Planning ahead
145 Days. Sounds like a long time doesn’t it? This time last year, in the run towards the first round of the ERC, I thought that it was a long time. Hindsight is a wonderful thing, and as it turned out it wasn’t nearly enough time. This year we are in a much better position. For a start we don’t have half a car to build. Don’t get me wrong, there is a lot of work to do but it is directed in specific areas. I know we can still encounter a lot of problems, but hopefully we are doing things with enough time in hand to account for such issues.

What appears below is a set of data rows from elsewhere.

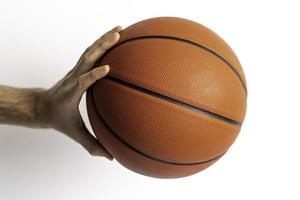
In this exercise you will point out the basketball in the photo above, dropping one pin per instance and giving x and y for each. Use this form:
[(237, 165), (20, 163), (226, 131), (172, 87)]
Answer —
[(174, 100)]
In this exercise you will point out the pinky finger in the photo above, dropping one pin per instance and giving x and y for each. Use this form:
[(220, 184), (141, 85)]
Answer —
[(88, 79)]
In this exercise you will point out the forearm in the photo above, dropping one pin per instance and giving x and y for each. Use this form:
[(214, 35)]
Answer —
[(18, 106)]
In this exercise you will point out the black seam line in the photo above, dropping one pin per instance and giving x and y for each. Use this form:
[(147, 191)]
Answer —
[(143, 153), (189, 42), (174, 101)]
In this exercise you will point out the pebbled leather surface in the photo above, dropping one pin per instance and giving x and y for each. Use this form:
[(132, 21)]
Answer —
[(186, 29), (181, 71), (159, 128), (154, 126), (133, 160)]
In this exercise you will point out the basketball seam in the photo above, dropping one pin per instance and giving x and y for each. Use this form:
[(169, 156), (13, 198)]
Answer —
[(174, 101), (231, 67), (142, 152)]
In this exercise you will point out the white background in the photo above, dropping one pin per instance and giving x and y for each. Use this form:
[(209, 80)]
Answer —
[(41, 40)]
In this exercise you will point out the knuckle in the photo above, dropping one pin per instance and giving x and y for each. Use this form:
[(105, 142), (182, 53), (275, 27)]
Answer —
[(87, 58), (81, 83)]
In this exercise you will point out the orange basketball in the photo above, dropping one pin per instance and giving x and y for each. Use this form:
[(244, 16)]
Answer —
[(174, 100)]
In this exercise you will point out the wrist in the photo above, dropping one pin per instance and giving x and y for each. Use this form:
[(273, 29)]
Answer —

Progress on the car is going quite well. I didn’t expect to have so many of the things that we want to improve on in place by this point. The new con-rods should be arriving any day now, so we have all the components for the engine. We have also got the parts required to make the new inlet manifold: a standard Renault inlet manifold which will be machined to be provide one flange (the cylinder head end), and a Ford Pinto DCOE manifold that will provide the flange for the throttle bodies. So it’s just a case of making the tubes to join up. I say ‘just’ but this is one of the trickiest jobs on the car due to the angles involved, but it is one that I am sure the ever resourceful Michael and Frankie Boak combination will be able to achieve with apparent ease. I suppose it is the difference between being a professional and not, but they make the hardest of jobs look very easy!
The other main part we are waiting for is the gearbox. Gripper has stripped it and found a couple of minor problems so they are redesigning some of the parts. Once this is sorted, and they have changed the gear ratios with a new crown wheel and pinion we will have the gearbox back, just after Christmas I hope.
Once we have the engine and gearbox back in the car we will re-visit the rolling road, and hopefully come away with more power. To aid this further we are going to take the spare wheel well out of the rear of the car as this will allow us to have the exhaust go straight through to the rear without any big bends. Hopefully the flow will be less effected, and give us a tiny bit more power (every one counts!).
The Super1600 2011 regulations have some brilliant news for me: the weight limit for the class has been raised from 950 to 1000kgs for 2011. I can assure you we were the heaviest car in the class last season, so with the addition of the new glassfibre tailgate and passenger door that are being made for me by Magnum Motorsport, we should be right on the weight limit. With many other cars having to put weight on to meet this limit we will have gained on everyone in the class by virtue of the regulations, so that will give us a massive help going into 2011 too!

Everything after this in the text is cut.